Outre ces problèmes structurels, il se trouve que la mauvaise gestion des finances publiques, marquée par les indélicatesses, la corruption, l’incivisme et le non respect du bien public, a également tiré l’économie du Burkina vers le bas.
C’est pourquoi, pour une relance économique qui participe à la lutte contre la pauvreté et à l’épanouissement des Burkinabè, la CRNR a fait des recommandations à travers ce qu’elle a appelé « les voies du renouveau ».
D’abord, il est question de renforcer la gouvernance des finances publiques et réhabiliter la sanction des mauvaises pratiques. Réduire le train de vie de l’Etat et le mettre en phase avec le niveau réel des ressources. Lutter contre la corruption en général, et dans les marchés publics en particulier.
En vue de promouvoir l’investissement, la CRNR recommande l’opérationnalisation de la Caisse des dépôts et investissements (CDI) afin qu’elle assume un rôle stratégique du développement du financement et de l’investissement.
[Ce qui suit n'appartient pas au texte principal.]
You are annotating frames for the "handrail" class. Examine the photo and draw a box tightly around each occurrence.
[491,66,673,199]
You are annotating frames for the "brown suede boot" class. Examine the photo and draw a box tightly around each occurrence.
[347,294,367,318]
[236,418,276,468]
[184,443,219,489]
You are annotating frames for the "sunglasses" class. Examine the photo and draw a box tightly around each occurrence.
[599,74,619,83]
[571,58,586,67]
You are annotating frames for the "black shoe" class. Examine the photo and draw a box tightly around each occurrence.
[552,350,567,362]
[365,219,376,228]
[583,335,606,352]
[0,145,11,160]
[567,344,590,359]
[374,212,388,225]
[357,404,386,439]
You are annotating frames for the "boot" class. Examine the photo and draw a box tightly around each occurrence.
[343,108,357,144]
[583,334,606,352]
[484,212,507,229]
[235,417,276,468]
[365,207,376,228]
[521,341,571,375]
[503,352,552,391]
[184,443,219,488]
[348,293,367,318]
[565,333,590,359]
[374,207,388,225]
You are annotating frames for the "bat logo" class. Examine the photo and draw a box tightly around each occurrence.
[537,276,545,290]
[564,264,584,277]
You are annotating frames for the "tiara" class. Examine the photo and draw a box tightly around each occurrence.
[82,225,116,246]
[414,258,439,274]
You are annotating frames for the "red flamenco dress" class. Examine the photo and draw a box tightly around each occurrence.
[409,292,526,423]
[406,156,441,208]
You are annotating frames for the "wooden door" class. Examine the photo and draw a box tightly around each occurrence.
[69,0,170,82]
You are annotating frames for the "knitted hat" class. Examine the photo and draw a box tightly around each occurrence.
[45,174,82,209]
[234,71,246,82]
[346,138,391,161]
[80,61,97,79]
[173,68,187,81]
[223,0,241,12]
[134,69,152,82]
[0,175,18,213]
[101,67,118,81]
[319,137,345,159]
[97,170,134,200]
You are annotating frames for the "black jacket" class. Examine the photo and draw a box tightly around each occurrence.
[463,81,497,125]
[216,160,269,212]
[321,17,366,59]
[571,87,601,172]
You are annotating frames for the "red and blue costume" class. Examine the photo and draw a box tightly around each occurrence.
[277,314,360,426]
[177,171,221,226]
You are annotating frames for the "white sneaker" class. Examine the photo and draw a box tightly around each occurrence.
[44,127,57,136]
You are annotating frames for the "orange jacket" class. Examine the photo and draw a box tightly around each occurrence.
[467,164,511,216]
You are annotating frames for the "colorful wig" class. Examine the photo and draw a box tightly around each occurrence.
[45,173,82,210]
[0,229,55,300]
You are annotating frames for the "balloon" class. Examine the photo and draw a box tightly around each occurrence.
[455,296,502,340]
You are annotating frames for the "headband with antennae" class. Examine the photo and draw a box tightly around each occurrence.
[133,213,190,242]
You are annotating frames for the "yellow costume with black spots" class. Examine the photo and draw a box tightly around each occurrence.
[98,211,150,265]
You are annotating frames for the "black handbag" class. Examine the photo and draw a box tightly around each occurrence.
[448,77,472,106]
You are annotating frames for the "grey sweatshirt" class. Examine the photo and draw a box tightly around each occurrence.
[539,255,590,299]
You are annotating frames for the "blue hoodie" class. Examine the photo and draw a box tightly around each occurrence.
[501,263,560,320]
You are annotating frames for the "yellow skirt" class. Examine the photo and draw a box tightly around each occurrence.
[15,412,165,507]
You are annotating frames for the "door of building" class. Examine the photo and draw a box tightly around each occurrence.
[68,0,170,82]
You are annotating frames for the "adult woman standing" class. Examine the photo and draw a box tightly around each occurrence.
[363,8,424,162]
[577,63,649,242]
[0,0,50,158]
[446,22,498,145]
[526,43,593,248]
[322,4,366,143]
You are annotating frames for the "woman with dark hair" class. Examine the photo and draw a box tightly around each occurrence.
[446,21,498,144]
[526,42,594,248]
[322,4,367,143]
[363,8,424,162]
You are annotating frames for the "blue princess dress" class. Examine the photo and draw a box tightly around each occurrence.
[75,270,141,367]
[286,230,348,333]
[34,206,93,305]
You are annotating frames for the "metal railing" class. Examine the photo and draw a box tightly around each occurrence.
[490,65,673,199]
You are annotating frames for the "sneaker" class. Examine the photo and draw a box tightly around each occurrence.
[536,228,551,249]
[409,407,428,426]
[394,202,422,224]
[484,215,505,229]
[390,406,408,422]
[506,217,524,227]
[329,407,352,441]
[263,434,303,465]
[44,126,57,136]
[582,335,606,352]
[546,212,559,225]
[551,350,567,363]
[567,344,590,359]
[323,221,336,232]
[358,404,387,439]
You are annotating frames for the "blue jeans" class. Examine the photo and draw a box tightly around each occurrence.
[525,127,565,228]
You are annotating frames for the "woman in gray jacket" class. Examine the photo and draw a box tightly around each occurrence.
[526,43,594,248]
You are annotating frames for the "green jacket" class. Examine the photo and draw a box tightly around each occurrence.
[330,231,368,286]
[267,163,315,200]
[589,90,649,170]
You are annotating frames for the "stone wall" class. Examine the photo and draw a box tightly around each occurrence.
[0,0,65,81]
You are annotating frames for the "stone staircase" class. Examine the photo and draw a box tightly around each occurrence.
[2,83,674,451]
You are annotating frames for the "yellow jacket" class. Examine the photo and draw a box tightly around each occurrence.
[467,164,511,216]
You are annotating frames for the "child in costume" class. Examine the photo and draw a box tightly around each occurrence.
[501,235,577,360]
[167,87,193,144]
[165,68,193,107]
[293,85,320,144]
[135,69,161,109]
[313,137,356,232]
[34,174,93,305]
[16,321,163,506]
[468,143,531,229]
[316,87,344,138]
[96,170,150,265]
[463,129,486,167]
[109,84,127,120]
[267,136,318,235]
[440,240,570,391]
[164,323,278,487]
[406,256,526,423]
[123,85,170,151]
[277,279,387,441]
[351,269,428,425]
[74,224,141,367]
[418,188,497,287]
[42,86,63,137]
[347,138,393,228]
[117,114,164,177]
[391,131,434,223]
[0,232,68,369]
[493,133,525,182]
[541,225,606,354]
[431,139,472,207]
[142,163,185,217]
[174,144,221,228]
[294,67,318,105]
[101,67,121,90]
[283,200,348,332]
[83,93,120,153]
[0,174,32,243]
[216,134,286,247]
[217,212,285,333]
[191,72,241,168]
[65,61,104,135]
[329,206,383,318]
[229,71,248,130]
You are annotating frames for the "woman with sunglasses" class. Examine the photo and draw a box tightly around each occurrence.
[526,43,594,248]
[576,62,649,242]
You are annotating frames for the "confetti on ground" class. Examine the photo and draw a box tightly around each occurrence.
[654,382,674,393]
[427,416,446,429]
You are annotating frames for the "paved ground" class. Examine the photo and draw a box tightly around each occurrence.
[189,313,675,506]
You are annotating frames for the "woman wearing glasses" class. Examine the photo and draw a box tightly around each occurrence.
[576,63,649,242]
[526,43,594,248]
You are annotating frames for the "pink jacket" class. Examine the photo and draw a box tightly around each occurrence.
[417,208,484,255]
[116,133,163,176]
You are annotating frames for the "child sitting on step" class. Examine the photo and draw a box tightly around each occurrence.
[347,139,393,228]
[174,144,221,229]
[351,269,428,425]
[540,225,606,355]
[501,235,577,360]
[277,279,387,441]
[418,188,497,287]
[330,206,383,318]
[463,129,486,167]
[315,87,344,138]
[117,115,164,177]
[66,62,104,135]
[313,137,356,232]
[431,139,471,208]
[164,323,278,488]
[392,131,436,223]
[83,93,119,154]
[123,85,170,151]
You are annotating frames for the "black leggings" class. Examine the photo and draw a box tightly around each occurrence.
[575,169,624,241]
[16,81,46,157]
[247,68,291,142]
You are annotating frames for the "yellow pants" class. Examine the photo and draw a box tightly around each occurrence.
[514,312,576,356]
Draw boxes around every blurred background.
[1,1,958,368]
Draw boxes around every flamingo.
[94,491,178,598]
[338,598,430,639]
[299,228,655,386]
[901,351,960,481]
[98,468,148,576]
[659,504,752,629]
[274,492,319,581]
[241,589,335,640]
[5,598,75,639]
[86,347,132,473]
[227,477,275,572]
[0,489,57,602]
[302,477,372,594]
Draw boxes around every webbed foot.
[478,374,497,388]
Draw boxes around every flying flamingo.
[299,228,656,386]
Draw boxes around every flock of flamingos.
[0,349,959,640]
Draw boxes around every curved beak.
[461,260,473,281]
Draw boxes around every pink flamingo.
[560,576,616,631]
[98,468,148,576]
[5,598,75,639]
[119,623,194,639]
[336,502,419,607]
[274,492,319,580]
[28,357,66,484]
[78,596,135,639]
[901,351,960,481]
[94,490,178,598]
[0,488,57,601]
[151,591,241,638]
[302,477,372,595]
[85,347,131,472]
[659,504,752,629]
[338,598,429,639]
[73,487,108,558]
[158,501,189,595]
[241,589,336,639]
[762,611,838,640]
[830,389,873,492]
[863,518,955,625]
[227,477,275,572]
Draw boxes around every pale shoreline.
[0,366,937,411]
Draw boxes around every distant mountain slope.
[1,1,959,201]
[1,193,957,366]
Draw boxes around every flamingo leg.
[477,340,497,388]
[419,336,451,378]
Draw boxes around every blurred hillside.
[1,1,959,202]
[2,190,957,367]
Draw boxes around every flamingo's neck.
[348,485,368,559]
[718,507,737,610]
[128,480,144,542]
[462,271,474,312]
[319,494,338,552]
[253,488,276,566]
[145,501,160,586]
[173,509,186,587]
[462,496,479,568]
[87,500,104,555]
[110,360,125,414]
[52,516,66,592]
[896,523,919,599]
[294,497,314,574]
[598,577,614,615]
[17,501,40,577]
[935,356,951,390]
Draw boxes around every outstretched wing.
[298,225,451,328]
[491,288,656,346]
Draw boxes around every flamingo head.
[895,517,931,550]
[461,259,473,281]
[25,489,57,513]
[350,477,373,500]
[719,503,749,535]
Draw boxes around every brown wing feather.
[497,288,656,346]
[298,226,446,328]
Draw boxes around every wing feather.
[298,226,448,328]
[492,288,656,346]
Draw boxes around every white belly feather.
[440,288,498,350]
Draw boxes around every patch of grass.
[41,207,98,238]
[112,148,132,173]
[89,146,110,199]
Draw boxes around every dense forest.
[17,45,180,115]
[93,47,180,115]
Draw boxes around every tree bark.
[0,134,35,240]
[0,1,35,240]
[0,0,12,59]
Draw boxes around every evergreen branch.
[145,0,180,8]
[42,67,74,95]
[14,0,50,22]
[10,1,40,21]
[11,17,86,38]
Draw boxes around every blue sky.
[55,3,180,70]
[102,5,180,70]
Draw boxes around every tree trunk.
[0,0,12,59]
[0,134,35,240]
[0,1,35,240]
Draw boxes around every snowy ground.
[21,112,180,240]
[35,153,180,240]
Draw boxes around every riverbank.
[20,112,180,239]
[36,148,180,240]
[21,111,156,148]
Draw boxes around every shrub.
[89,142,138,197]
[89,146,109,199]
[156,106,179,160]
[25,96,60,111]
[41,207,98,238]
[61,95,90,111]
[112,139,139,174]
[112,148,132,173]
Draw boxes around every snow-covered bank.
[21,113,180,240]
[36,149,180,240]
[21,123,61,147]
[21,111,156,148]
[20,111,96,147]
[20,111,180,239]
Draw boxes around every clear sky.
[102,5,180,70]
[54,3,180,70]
Comme au Ghana, 30% des recettes minières devraient être réservées à l’investissement.
A propos des unités économiques sinistrées, victimes des dégâts et casses lors des manifestations publiques, elle propose d’instaurer des mesures de réparations ciblées sur les dommages réels. Selon un inventaire dressé par la Chambre de commerce et d’industrie aux lendemains de l’insurrection populaire de fin octobre 2014, c’est au total 106 entreprises sur l’étendue du territoire qui ont été sinistrées lors des manifestations.
La CRNR recommande également de «soutenir l’industrie en luttant contre la fraude», « soutenir la diversification des filières et le développement agricoles (riz, niébé, sésame», « soutenir le développement du secteur textile artisanal et semi-industriel », « soutenir le développement de l’artisanat d’art », «développer l’économie numérique », « lutter contre les monopoles de fait et oligopoles et renforcer le contrôle des prix », « bâtir un système financier au service du développement économique et du progrès social ». Pour la CRNR, le renouveau économique ne peut se faire en ignorant ces pistes.

Karim GADIAGA


Des recommandations délaissées ?

Où en est-on aujourd’hui avec la mise en œuvre des recommandations de la CRNR ? Soucieuse de la prise en compte effective de ses recommandations, la Commission avait tenu à ce que tout candidat à la présidentielle passée s’engage, à travers une signature, à s’approprier le document une fois élu. C’est ainsi que les 14 candidats avaient signé la fameuse charte de la réconciliation nationale.
Par ailleurs, dans ses conclusions, le rapport avait été très insistant sur le caractère fondamental des recommandations. « La CRNR recommande, prestement, la mise en œuvre des voies du renouveau. En cette période charnière de la vie de la Nation, le dilatoire réservé par le passé à plusieurs rapports importants, l’instrumentalisation politicienne ou l’autisme sur les défis pressants soulevés et les pistes de solution envisagées alimenteraient un délitement éthique, politique, économique et socioculturel et conduiraient le pays vers les incertitudes plus graves et des chemins d’errance », peut-on lire.
Mais jusque-là, on a du mal à voir la mise en œuvre des voies du renouveau sur le plan économique. Dans le chapitre réparations, le Haut conseil de la réconciliation et de l’unité nationale (HCRUN), créé aux fins de suivre les milliers dossiers de crimes de sang, économiques, sociaux, administratifs est dans une léthargie. En plus, de l’avis d’éminents économistes comme le Dr Ra-sablga Ouédraogo, le PNDES qui est le nouveau référentiel, ne s’appuie pas suffisamment sur les recommandations économiques de la CRNR.